Be that as it may, defendants in error have now furnished an affidavit by Yates to the effect that the subject-matter of the litigation has been fully compromised and settled, and thereupon argue that any questions which were in the case have become moot. The settlement is not disputed by counsel for said plaintiffs in error.
It is a rule of universal application, so far as we know, that an appellate court will not sit in judgment on a controversy which has ceased to exist. Our own court has declared the principle in a number of cases. State ex rel. Woods v. Montoya, 23 N. M. 599, 170 Pac. 60; State ex rel. Martinez v. Holloman, 25 N. M. 117, 177 Pac. 741; Mardorf v. Norment, 26 N. M. 221, 190 Pac. 736; Page v. Gallup, 26 N. M. 239, 191 Pac. 460.
Nor is it material that the fact of the compromise and settlement does not appear in the record. We are authorized to take notice of the fact from evidence dehors the record. Dakota County v. Glidden, 113 U. S. 222, 5 Sup. Ct. 428, 28 L. Ed. 981.

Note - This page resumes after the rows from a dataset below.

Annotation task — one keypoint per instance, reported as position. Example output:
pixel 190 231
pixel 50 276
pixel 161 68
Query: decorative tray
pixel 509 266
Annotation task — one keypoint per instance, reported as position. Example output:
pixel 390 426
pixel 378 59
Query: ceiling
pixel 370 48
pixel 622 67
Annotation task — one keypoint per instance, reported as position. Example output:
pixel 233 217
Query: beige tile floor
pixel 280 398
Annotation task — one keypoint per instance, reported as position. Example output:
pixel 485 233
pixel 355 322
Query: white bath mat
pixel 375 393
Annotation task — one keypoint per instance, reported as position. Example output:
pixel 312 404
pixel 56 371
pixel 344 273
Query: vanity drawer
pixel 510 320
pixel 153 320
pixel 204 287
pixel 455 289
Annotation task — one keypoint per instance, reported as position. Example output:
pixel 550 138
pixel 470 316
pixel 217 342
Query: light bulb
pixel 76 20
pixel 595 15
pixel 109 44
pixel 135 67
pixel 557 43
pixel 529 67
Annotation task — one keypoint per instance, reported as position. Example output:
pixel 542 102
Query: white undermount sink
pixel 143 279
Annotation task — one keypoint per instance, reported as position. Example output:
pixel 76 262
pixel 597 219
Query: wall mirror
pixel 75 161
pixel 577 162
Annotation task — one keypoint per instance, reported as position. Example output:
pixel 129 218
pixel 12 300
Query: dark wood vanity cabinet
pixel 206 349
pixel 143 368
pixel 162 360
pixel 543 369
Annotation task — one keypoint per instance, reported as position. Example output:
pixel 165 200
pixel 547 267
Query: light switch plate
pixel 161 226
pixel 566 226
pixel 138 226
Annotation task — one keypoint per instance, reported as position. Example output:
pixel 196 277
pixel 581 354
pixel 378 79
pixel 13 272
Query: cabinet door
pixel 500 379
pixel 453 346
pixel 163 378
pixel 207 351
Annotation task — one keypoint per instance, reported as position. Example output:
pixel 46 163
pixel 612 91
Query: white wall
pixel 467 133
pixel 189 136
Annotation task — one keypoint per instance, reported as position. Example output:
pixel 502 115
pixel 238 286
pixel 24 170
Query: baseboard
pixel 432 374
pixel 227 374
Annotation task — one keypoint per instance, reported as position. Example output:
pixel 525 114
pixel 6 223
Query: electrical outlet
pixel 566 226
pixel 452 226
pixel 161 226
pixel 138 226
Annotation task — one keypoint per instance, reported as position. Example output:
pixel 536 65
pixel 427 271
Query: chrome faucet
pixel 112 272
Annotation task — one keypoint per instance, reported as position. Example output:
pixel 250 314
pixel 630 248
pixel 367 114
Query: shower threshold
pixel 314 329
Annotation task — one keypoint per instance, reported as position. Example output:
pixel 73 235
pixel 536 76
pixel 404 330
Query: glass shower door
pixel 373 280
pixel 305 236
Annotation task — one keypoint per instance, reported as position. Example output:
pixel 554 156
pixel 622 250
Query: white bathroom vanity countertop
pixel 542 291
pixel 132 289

Counsel also call our attention to a misstatement of fact in our original opinion as to the time of filing the stipulation. Upon a re-examination of the record,' we find counsel are correct, and that the stipulation was filed before the briefs. As we view it, the time of filing is not material, but we make the correction in furtherance of accuracy of statement.
The previous order of the court disposing of the case will not be disturbed, and the motion for rehearing will be overruled.
PARKER, C. J., and BRATTON, J., concur.